Proteases, which play an essential role in many of our physiological systems, are enzymes that cleave other proteins. Until recently, it was thought that they recognize certain amino acid sequences to know when to cleave other proteins.
However, through extensive studies on rhomboid proteases, Syed Moin and Sinisa Urban from Hopkins School of Medicine recently proposed a novel mechanism by which proteins in the cell membrane recognize their targets. Proteases cleave proteins into smaller functional and non-functional segments, ultimately allowing mechanisms such as digestion, blood clotting, and apoptosis to occur. They are also known to recognize very specific targets.
These enzymes can be categorized into two distinct groups: soluble and intermembrane proteases. Soluble proteases diffuse within the cell’s aqueous cytoplasm, while the intermembrane proteases have evolved in the membrane. While soluble proteases have been well characterized in the past, understanding intermembrane proteases have been much more difficult.
Intermembrane proteins, however, are very interesting to study. Only a small number of protein families have evolved to rule the border between the inside and outside worlds of the cell. These proteins have been widely conserved in nature, suggesting that they are crucial for the cell’s survival.

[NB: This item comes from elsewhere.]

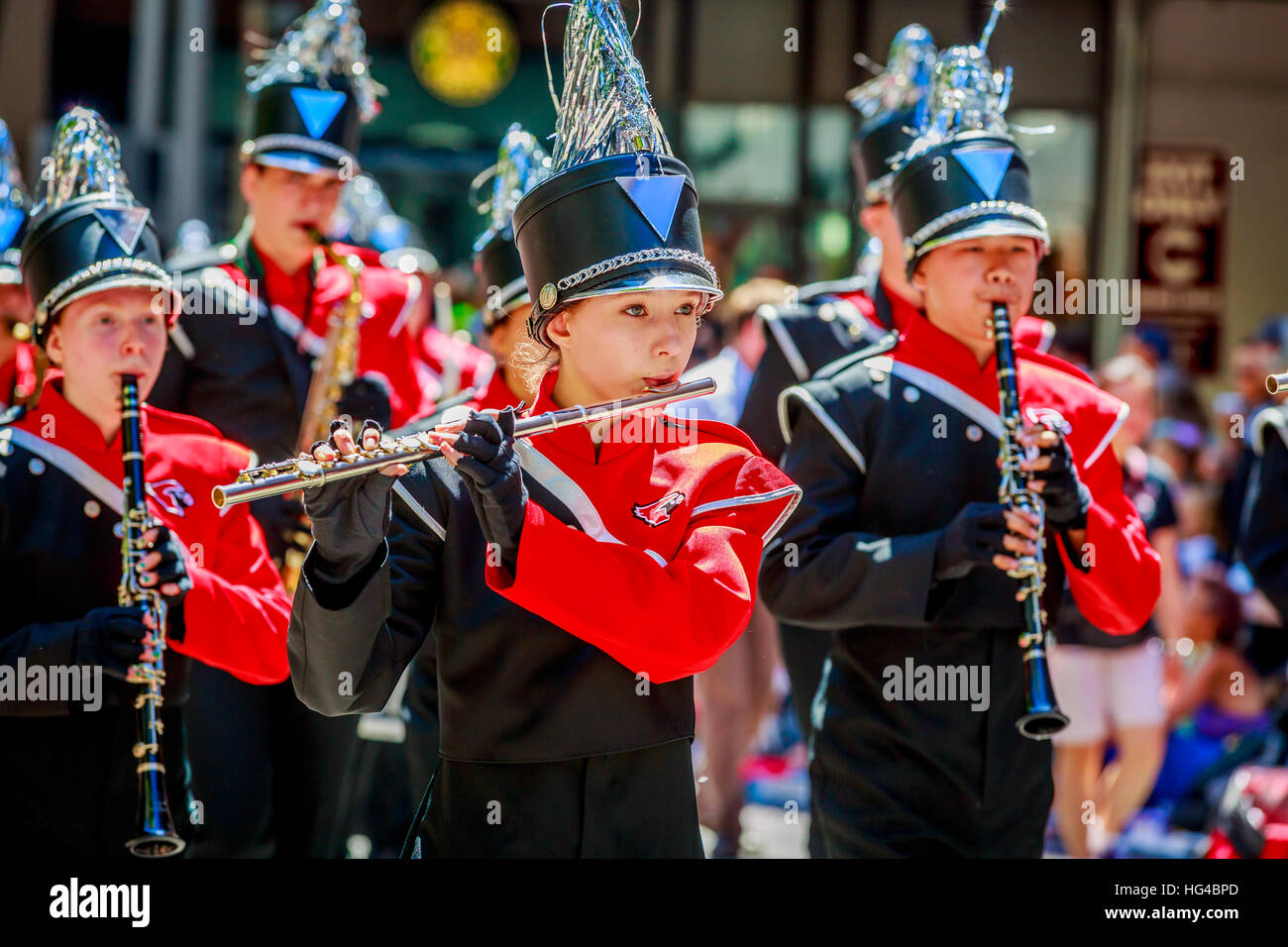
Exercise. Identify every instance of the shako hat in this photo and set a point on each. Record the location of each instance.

An important question arises: how does the membrane environment affect the function of a protein? Moin and Urban tackled this question by investigating rhomboid proteases, a type of intermembrane protein.
“Is the membrane just an environment in which enzymes reside?” Urban asked.

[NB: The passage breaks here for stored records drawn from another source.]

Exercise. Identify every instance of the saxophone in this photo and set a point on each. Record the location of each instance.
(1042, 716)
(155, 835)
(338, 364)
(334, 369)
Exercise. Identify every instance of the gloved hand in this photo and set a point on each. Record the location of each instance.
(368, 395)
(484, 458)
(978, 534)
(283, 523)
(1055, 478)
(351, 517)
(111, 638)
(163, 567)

“When I jump into water, my physiology doesn’t change — just my environment does,” Urban said. He later explained that this is not the case for enzymes. The cell membrane is not a mere medium in which enzymes can reside. In fact, it can actively alter the properties of enzymes. His investigations on rhomboid proteases led him to this novel conclusion.

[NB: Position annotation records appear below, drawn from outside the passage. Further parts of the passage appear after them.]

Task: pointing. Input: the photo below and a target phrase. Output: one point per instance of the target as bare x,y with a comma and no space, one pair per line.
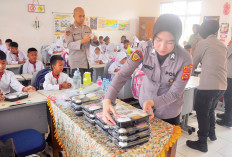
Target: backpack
40,78
136,83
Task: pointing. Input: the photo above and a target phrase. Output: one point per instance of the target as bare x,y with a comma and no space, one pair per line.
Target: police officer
226,117
212,53
167,67
79,37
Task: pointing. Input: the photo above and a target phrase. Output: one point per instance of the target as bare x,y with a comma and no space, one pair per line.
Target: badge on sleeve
136,56
186,72
67,33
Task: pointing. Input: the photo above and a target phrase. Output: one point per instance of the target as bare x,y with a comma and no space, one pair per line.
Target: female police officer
167,67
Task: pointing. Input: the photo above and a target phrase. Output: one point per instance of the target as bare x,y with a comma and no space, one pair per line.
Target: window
189,12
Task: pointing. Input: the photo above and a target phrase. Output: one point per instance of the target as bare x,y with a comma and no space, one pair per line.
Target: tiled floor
222,147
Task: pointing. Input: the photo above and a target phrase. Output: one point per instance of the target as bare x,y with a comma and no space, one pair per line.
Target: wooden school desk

Previous studies have shown that soluble proteases detect specific amino acid sequences to determine when to begin breaking the peptide bonds that make up the target proteins’ structure. This has been the canonical view of proteolysis, or protein cleavage.
Through numerous biophysical and biochemical methods, however, Moin and Urban found that rhomboid proteases can sense the structural stability of other membrane proteins. When these membrane proteins lose their stable helical structure in the binding region, the rhomboid proteases will cleave them.
Moin and Urban noticed that rhomboid proteases could not function well once they were taken out of the native membrane environment. The membrane facilitates the recognition of its targets. Since different environments confer different properties to enzymes, these proteases may have evolved within the membrane to effectively patrol for unwanted structures.
Through alterations of membrane components, Urban also discovered that the specificity of the target was was derived from properties of the membrane, which somehow directs the position of cleavage.
When rhomboid proteases were expressed in vitro in detergent micelles, they allowed more proteins to enter their gates and cut them. This led Moin and Urban to believe that the artificial environment was hampering the enzyme’s ability to recognize its specific targets. They postulated that the rigid cell membrane may be limiting protein dynamics, while micelles, which are much more fluid, allow the protein gates to flexibly welcome other targets.
“Our next step would be to look into the biological and evolutionary implications,” Urban said.